The Other White Album

In 1968, Beatle Paul McCartney approached Richard Hamilton, inventor of Pop Art, to design the cover for the follow-up LP to the game-changing Sgt. Pepper album of the previous year. Hamilton came up with a typically droll and elegant solution by taking the opposite extreme to Pepper’s psychedelic horror vacui—a completely white album cover with “The Beatles” embossed at an angle on the front and individually numbered in the lower right corner (making it a limited edition of 3 million or so), improbably linking the Fab Four to then cutting-edge visual art strategies of Minimalism and Conceptualism.

Fast forward 45 years: California-raised artist Rutherford Chang fills a SoHo gallery with the 600+ copies of the original vinyl pressing of The White Album he has accumulated over the last few years, mostly from trolling the Internet. That show—“We Buy White Albums” —presented the collection in a stripped-down version of a retail record store, with bins full of the same LP organized by serial number, a wall of display copies and two listening stations where audience members were invited to audit 4 ½ decades-worth of wear and tear on one of our culture’s most familiar and beloved sound artifacts.

The real aesthetic payoff was the album jackets, with Hamilton’s minimalist void altered idiosyncratically with tags of ownership, repositioned track listings and more than occasional attempts to provide the psychedelic cover art that never was. On top of this layer of horror vacui graffiti is the abrasion and grime from years of handling, and the frequent random disintegration of the white cover slicks to reveal the brown cardboard beneath.
The result is a strangely moving inversion of Walter Benjamin’s description of the elimination of an artwork’s unique aura through mass media reproduction—what began, at least in part, as a knowing wink at the vacuous genericism of the globally marketed commodity The Beatles had become, became the tabula rasa for thousands of uniquely individuated artifacts.
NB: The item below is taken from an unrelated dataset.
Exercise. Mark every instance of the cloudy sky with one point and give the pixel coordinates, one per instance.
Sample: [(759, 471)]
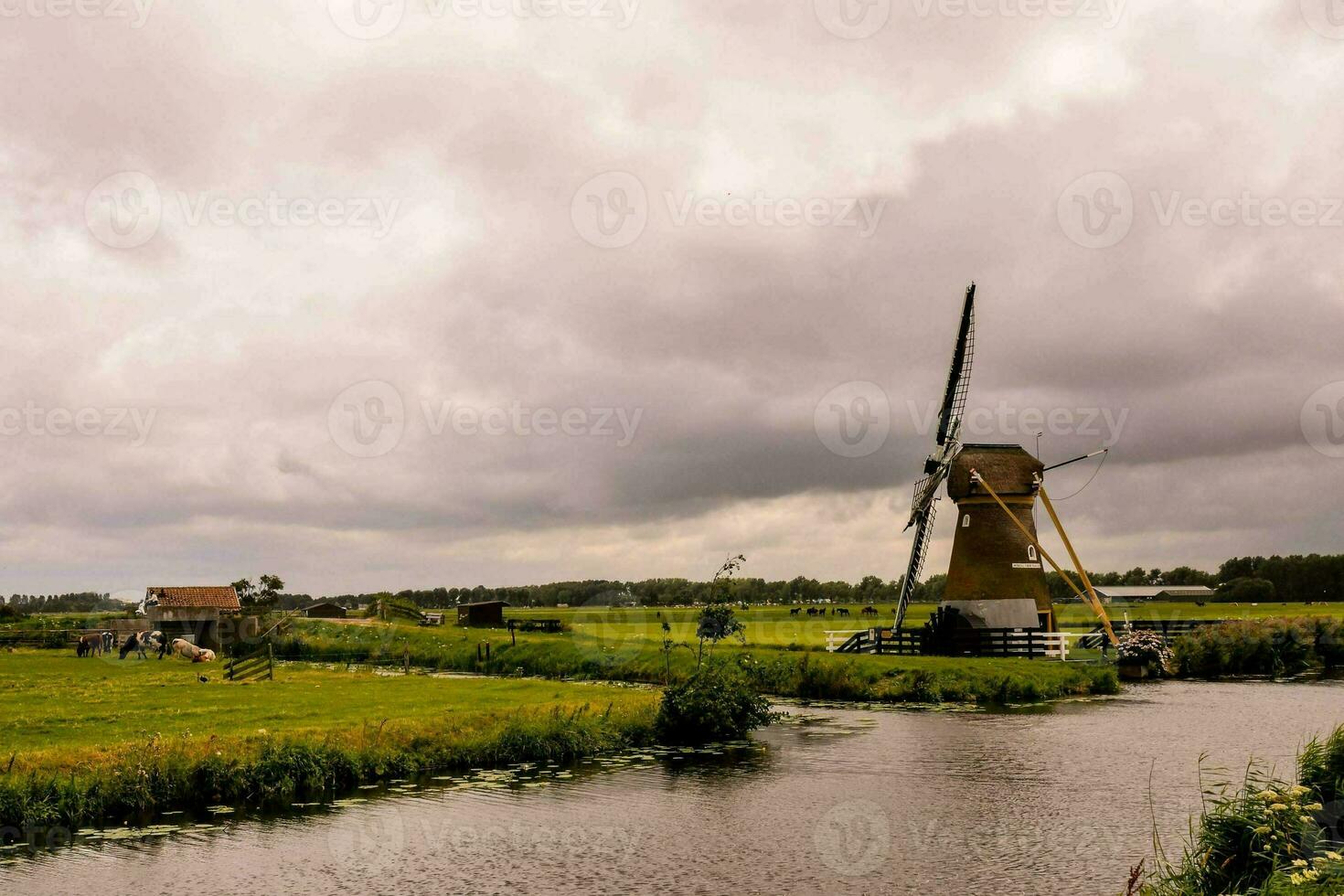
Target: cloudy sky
[(434, 292)]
Presented in a pre-loaded “white cube” gallery space and not available for purchase, Chang’s collection of White Albums were allowed to reveal their truly iconic function.

white album poster UNDER THE RADAR

The second phase of Chang’s project was to compile the accumulated differences into a singularity—a limited edition mixdown of multiple versions of the time-worn vinyl into a dense, off-register thicket of sound. This artifact has just been released via Chang’s tumblr page (though the link to purchase the LP mysteriously vanished after a few days—intellectual property goons?).

The packaging is a gorgeous analogy of this layering—a Reader’s Digest condensation of the most interesting modifications—front and back, gatefold, even the Apple Records logo labels—into a dizzy palimpsest of lyric fragments, mildew stains, library stamps and Dayglo cartoons. Replacing Hamilton’s original photo-collage poster from the original set is a 24 X 24-inch poster displaying a grid of the covers from Chang’s collection.
The sound is amazing. I’m a little skeptical about the claim that the record actually consists of 100 different versions superimposed, and there’s almost certainly been some mixing involved, as one or two tracks seem to be foregrounded over the massed chorus in back. This makes the songs easier to identify and follow—at least at first.

As each side plays, the different layers gradually shift out of sync, creating a cloud of ghostly reflections that precede and follow the lead line. What at first sounds like a party in the next apartment where they’re playing The White Album gradually transforms into a lost tape loop piece by Terry Riley or Steve Reich —full circle back to Minimalism!
white album vinyl UNDER THE RADAR

While the formal components of Chang’s project aren’t strikingly original—piss-takes on Minimalism’s supposed purity are almost as old as the movement itself, and artists like Christian Marclay, John Oswald, Sean Duffy, Tom Recchion, Philip Jeck and many others have issued conceptually-motivated remixes of pop records—it is his choice of source material that makes the appropriation remarkable—creating not only a compelling exhibition, object and recording, but initiating a Duchampian depth-charge that resonates across time and simultaneously into the worlds of mass consumer culture, contemporary art discourse and hauntological interiority.

Too many artists seem to think that Duchamp’s magic wand can be waved over any piece of crap and transform it into something significant; Rutherford Chang’s White Album variations demonstrate that some readymades are more ready than others.